We sat with Pale Moon, Quiet Stream and Little Deer. Each of my sisters looked radiant in a different color satin gown. Pale Moon wore a high-necked, sleeveless pale green satin gown with a fitted bodice and flowing skirt. Quiet Stream wore a red, ankle-length satin sheath with short sleeves. Little Deer had selected a halter-top gown with a long straight skirt in pink satin. My former wife, White Dove, was seated with Running Bear at another table. She wore an exquisite lavender satin, full skirted dress and looked lovely in it. After the meal, we relaxed and listened to the traditional speeches from the chief and selected members of the tribal council and then from our spiritual leaders. During the third or fourth speech, I noticed that Fair Dawn was experiencing some distress. As I looked at her questioningly, she merely nodded her head. Pale Moon sensed what was happening and signaled quietly to Little Deer, who quickly went to get the shaman. Quiet Stream assisted Pale Moon as they helped Fair Dawn move slowly from the hall to the medical facility. I was following closely behind, picking up my long skirt so that I would not trip over it in my haste.

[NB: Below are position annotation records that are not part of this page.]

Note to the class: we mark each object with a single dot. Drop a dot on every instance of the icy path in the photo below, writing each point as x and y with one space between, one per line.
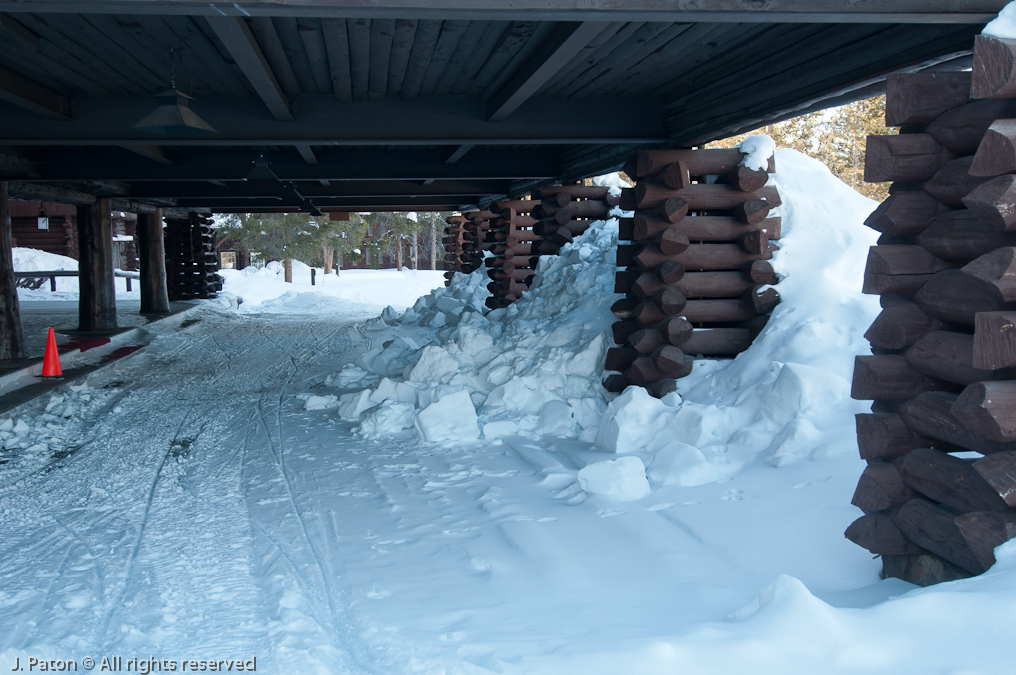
199 511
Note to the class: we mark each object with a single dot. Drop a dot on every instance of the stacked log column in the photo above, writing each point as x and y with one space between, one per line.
939 491
190 258
528 229
696 270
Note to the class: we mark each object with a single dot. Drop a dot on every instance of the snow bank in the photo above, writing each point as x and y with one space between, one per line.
30 259
534 368
265 291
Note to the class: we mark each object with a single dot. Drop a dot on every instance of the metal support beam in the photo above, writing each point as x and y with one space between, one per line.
566 41
325 121
153 152
243 47
459 152
333 164
769 11
30 96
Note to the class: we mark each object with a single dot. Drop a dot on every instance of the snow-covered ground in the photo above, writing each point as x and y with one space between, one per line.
448 491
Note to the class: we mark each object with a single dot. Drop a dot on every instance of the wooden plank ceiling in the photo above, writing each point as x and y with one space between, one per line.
439 105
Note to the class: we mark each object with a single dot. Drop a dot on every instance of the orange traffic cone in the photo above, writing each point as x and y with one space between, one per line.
51 361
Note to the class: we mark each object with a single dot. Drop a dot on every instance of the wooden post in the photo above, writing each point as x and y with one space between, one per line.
98 302
151 251
11 335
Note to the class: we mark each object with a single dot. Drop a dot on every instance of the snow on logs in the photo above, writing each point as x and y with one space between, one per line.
943 371
520 231
696 269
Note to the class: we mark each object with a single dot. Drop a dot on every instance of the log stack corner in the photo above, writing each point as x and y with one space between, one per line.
939 492
695 270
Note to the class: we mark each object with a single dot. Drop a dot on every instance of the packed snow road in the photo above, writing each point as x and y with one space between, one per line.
184 504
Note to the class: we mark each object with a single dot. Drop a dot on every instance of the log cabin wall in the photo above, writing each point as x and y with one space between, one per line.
695 271
939 490
190 258
61 238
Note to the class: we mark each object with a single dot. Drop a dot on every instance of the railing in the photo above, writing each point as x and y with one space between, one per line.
34 280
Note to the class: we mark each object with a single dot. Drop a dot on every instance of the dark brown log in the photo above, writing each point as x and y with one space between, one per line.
760 271
745 179
934 528
904 158
997 152
960 235
881 488
993 202
899 325
151 258
986 531
97 303
989 410
999 471
899 268
673 209
575 191
947 356
717 311
702 195
905 212
995 340
761 301
953 182
698 228
948 480
616 382
628 201
646 341
518 205
962 129
889 377
671 361
885 435
955 296
622 329
717 342
677 176
670 272
931 415
878 534
706 162
922 98
752 210
662 387
11 333
994 65
755 242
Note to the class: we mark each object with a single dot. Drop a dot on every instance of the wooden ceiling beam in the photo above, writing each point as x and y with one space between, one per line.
236 36
33 97
771 11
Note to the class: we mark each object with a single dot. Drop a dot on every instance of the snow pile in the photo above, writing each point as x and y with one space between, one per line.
30 259
535 367
1005 24
264 290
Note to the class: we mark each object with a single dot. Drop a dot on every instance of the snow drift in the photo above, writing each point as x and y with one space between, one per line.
534 368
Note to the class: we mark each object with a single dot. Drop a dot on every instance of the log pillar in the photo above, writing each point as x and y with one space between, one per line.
98 302
11 334
151 250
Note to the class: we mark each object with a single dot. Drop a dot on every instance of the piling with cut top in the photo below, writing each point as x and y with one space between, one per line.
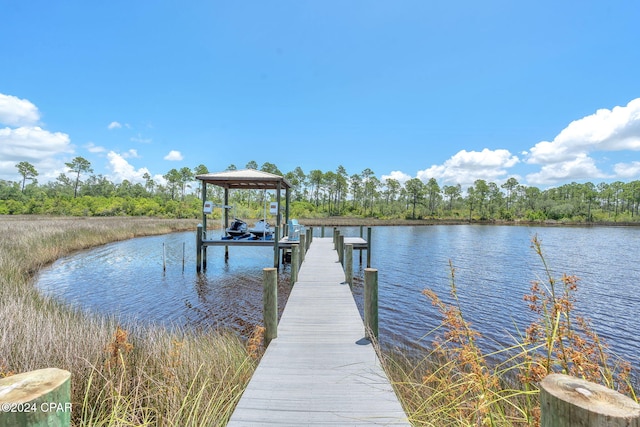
302 245
371 302
567 401
368 247
295 263
270 303
276 248
42 398
348 267
198 248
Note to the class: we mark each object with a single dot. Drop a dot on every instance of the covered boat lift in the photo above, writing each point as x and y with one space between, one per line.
246 179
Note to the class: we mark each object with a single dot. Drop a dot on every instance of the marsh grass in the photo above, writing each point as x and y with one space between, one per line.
456 384
122 374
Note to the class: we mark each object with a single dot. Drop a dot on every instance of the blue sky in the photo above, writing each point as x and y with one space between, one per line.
547 92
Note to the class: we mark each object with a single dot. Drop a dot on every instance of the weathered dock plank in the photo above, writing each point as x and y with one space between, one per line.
319 370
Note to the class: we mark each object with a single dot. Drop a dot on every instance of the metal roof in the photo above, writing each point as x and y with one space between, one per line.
248 179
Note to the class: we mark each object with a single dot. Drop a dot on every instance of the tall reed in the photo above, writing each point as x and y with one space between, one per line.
456 384
122 374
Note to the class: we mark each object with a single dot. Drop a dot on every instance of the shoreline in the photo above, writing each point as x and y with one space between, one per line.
355 222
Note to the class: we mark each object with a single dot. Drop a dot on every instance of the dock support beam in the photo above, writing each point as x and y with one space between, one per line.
567 401
295 263
198 248
348 268
371 303
270 303
368 247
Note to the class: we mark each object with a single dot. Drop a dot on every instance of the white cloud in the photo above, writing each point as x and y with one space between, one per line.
17 112
174 155
131 154
34 145
121 169
141 140
398 176
465 167
93 148
568 156
627 170
581 167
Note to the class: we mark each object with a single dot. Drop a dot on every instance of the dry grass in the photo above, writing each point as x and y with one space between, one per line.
122 375
455 385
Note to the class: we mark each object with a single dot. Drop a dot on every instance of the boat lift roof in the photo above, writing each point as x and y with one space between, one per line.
245 179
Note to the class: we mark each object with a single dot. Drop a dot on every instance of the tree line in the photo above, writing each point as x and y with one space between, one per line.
319 193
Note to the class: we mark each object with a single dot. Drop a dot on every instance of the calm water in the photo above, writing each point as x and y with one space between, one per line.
494 267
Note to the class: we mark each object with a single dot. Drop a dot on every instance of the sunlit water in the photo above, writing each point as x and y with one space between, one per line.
494 266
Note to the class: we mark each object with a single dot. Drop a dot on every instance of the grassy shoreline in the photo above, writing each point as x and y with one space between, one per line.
129 375
122 374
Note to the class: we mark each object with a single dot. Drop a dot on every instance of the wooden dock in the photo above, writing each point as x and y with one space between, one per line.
320 370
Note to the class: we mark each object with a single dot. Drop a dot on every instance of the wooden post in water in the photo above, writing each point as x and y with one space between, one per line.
270 303
361 236
198 248
368 247
303 247
568 401
295 263
349 265
276 247
41 398
371 302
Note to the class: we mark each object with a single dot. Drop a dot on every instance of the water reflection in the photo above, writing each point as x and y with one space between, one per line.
494 267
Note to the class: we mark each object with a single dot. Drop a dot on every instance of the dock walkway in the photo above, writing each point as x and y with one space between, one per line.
319 370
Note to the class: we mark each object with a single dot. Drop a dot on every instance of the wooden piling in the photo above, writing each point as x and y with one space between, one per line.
368 247
198 248
371 302
41 398
295 263
568 401
270 303
303 246
276 248
348 268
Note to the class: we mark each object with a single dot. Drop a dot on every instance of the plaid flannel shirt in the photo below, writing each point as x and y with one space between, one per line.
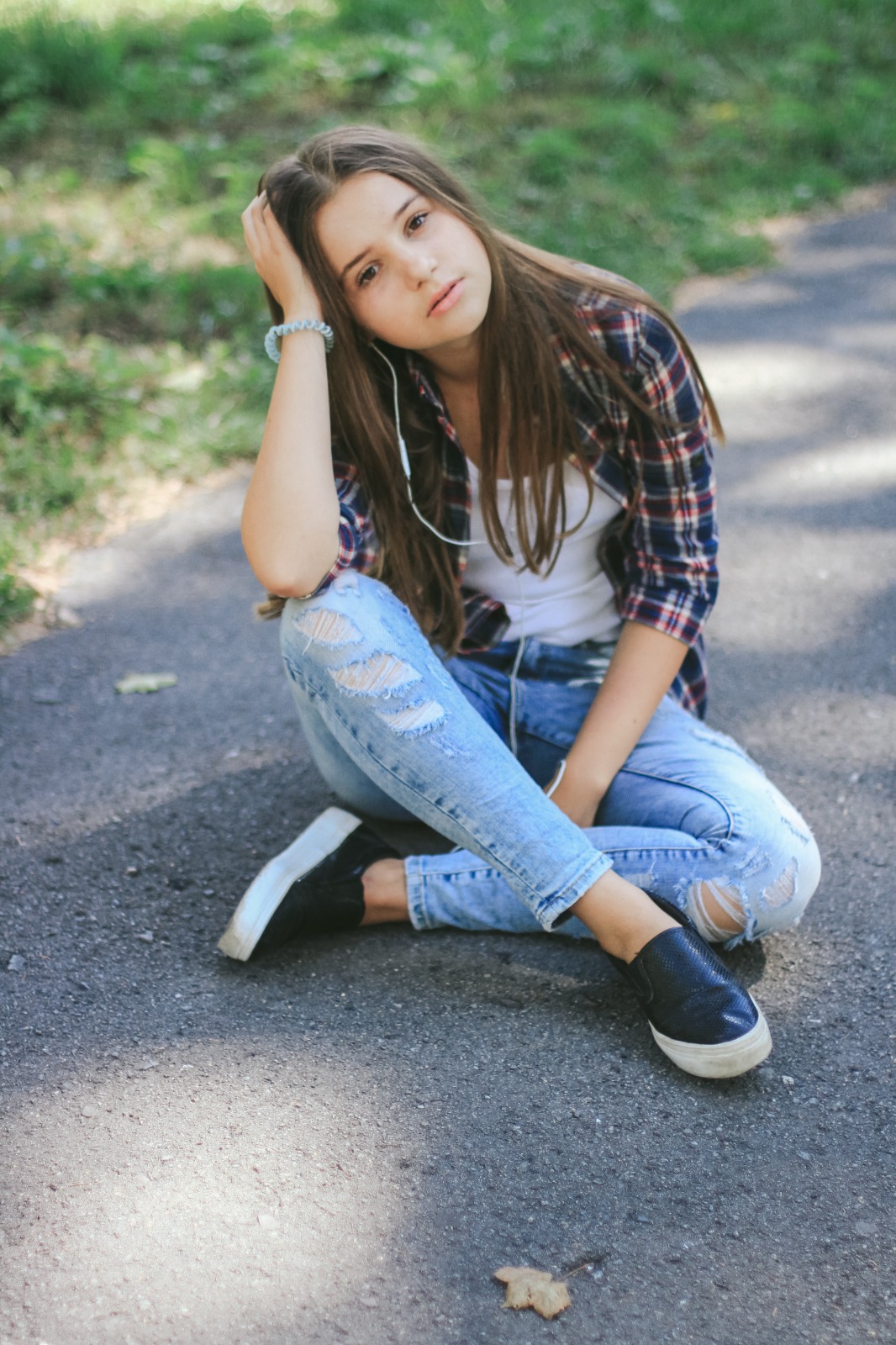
663 567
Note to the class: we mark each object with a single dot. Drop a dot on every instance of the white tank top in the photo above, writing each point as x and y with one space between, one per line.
576 600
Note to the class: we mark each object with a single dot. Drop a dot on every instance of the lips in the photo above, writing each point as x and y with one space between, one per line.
445 298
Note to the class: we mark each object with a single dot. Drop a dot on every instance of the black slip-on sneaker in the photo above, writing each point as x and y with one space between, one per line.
697 1012
313 887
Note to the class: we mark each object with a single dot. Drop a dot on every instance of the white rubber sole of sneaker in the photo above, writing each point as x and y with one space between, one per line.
266 892
725 1059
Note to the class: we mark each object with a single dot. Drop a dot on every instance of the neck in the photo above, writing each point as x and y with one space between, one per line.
458 362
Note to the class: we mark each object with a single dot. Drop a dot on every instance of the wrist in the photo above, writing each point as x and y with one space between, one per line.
588 775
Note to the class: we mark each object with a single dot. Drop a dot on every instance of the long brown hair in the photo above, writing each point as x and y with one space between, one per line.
532 306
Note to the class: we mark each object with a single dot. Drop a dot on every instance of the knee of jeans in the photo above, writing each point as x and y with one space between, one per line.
767 894
322 623
781 903
338 642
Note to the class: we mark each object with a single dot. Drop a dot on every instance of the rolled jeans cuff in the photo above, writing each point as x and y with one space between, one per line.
436 899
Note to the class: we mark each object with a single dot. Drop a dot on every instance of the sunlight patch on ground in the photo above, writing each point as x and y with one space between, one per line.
188 1188
846 471
743 372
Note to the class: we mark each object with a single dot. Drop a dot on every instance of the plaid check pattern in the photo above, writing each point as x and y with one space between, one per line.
663 567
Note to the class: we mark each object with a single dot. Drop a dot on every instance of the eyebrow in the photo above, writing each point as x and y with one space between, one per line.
362 255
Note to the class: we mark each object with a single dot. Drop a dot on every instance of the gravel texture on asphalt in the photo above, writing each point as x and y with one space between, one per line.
343 1142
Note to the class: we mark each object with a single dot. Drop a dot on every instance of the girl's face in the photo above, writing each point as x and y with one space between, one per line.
412 272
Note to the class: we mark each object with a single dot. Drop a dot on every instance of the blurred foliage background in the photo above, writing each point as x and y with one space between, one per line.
647 136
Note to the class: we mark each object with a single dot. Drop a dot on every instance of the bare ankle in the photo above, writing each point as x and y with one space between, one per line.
385 892
620 916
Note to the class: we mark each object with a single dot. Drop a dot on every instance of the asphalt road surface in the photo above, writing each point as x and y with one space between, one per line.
343 1142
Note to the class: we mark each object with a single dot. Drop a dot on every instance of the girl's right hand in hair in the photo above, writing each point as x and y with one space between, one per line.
276 261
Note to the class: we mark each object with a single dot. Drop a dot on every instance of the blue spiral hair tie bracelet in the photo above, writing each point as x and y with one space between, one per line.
303 324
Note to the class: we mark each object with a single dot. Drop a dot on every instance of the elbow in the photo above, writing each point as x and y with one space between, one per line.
298 584
288 576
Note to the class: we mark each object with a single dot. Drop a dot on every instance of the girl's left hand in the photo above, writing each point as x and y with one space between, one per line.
577 800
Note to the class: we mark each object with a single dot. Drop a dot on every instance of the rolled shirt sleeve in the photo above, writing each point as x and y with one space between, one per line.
672 576
358 545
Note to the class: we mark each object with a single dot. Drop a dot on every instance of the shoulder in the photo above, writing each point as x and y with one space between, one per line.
643 343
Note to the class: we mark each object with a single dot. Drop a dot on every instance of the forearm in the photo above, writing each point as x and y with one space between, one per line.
643 667
291 515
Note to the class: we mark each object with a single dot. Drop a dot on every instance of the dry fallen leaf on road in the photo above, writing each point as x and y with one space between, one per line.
535 1289
145 683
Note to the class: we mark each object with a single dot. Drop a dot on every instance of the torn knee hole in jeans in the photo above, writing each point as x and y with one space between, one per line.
381 674
779 892
716 910
414 719
326 627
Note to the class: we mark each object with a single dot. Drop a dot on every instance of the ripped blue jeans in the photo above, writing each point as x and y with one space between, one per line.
467 744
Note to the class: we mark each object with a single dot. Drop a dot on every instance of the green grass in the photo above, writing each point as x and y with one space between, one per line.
647 136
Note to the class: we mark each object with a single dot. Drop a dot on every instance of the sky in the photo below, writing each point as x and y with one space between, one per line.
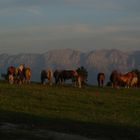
37 26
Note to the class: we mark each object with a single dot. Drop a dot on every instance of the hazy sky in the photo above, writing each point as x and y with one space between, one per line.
36 26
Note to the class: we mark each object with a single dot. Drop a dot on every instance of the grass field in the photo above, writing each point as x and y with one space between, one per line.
91 112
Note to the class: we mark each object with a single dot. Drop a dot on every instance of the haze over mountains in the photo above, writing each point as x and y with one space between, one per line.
94 61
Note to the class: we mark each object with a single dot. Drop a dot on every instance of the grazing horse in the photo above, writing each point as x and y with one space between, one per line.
134 82
27 74
100 79
46 74
62 75
11 74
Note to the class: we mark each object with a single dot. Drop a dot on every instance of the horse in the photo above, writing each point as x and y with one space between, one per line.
10 74
62 75
46 74
117 79
100 79
27 74
134 82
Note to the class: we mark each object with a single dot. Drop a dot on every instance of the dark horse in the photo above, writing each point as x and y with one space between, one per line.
46 74
100 79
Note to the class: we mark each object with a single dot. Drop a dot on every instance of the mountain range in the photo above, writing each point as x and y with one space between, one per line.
94 61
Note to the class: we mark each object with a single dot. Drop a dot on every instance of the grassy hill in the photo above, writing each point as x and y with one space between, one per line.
91 112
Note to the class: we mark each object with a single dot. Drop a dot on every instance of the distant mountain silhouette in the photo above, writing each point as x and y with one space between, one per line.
94 61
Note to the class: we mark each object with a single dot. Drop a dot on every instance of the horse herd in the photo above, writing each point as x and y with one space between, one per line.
22 74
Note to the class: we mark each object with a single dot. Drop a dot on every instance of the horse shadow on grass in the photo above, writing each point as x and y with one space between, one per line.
15 125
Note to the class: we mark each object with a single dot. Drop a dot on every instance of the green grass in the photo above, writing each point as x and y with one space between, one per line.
90 105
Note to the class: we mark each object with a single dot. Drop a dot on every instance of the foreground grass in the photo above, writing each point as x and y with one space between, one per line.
90 105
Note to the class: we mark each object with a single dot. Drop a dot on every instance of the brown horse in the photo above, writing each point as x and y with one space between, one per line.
100 79
10 74
46 74
62 75
27 74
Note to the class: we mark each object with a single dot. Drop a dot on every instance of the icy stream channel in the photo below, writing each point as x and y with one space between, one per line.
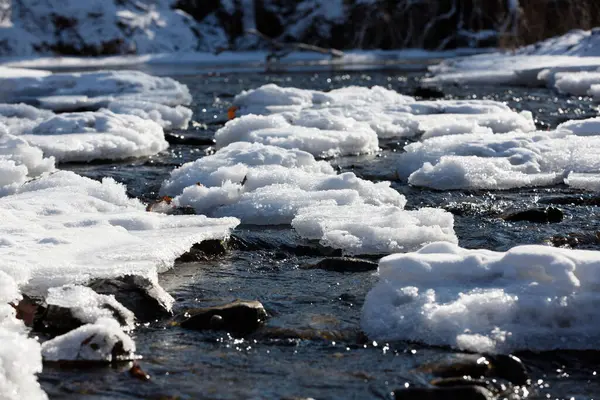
317 313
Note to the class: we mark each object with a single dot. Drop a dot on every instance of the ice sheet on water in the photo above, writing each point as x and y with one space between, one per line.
68 91
65 228
124 92
369 229
177 117
91 342
263 184
19 162
503 161
88 306
233 162
528 298
323 138
386 112
103 135
20 357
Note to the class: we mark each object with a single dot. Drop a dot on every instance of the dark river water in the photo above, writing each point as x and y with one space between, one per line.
328 363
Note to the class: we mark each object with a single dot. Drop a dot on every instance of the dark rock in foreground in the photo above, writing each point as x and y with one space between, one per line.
343 264
574 239
444 393
427 93
540 215
147 300
239 318
205 250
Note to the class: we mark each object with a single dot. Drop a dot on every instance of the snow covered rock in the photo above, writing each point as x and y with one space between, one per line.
529 298
20 358
64 228
71 306
169 118
369 229
267 185
271 187
103 342
503 161
385 111
92 90
19 162
311 136
98 135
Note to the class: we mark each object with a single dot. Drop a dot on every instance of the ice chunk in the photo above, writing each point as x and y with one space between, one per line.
369 229
318 137
471 172
97 135
87 306
103 341
22 118
386 112
267 185
168 117
590 181
233 162
92 90
503 161
529 298
64 228
20 358
576 83
20 162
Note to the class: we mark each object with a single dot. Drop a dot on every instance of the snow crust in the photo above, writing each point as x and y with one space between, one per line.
20 357
355 109
88 306
19 162
91 342
503 161
132 110
69 91
323 138
97 135
528 298
568 63
370 229
268 185
65 228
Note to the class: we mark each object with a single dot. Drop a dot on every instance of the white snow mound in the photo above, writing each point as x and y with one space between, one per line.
529 298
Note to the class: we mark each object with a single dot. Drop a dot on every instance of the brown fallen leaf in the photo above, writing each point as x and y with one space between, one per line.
137 372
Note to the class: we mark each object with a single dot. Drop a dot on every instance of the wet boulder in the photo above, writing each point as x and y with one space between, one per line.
444 393
343 264
205 250
500 366
428 92
576 239
539 215
239 318
101 342
145 298
68 307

We arrived at the facility just a few minutes before the shaman arrived. Quiet Stream had already begun to prepare Fair Dawn by having her skirt, tunic and lingerie removed and a plain hospital gown put on her. Little Deer and Pale Moon offered their assistance to the shaman. Each of the women donned a white lab coat to protect their lovely gowns. In addition to her other duties, Quiet Stream was the shaman's chief assistant and nurse. It seemed somewhat strange to see these attractively gowned women in this setting, preparing for the delivery of a baby. Since I was not well versed in these matters, the shaman suggested that I stand in the corner, out of the way.

I anxiously watched as each of the women assisted Fair Dawn. I listened as the shaman gave directions to her assistants and additionally told Fair Dawn when to push. I observed that Fair Dawn was just about to deliver her baby during her final contraction. Just at that precise moment, the alarm clock rang, signaling the end of my nightly sojourn with the tribe. It also signaled the beginning of another day. I was disappointed that the clock had not allowed me to experience Fair Dawn's delivery.

Since that untimely awakening, I have found my dream satin outfit of blue and white tunic top and the matching straight skirt in a fashionable boutique. When I purchased it, I felt that the saleslady knew I was getting it for myself. She even offered to let me try it on if I so desired. While it was a nice offer, I just knew that it would fit, even without trying it on. I now wear it regularly in the evening, along with my white satin lingerie and heels, hoping that by being so dressed, I will, in a future dream, be able to return to the medical facility and be with Fair Dawn and our new baby. I hope that the Great Spirit blessed us with a beautiful and healthy daughter. I have so much that I want to teach her about what it means to be a woman of our people.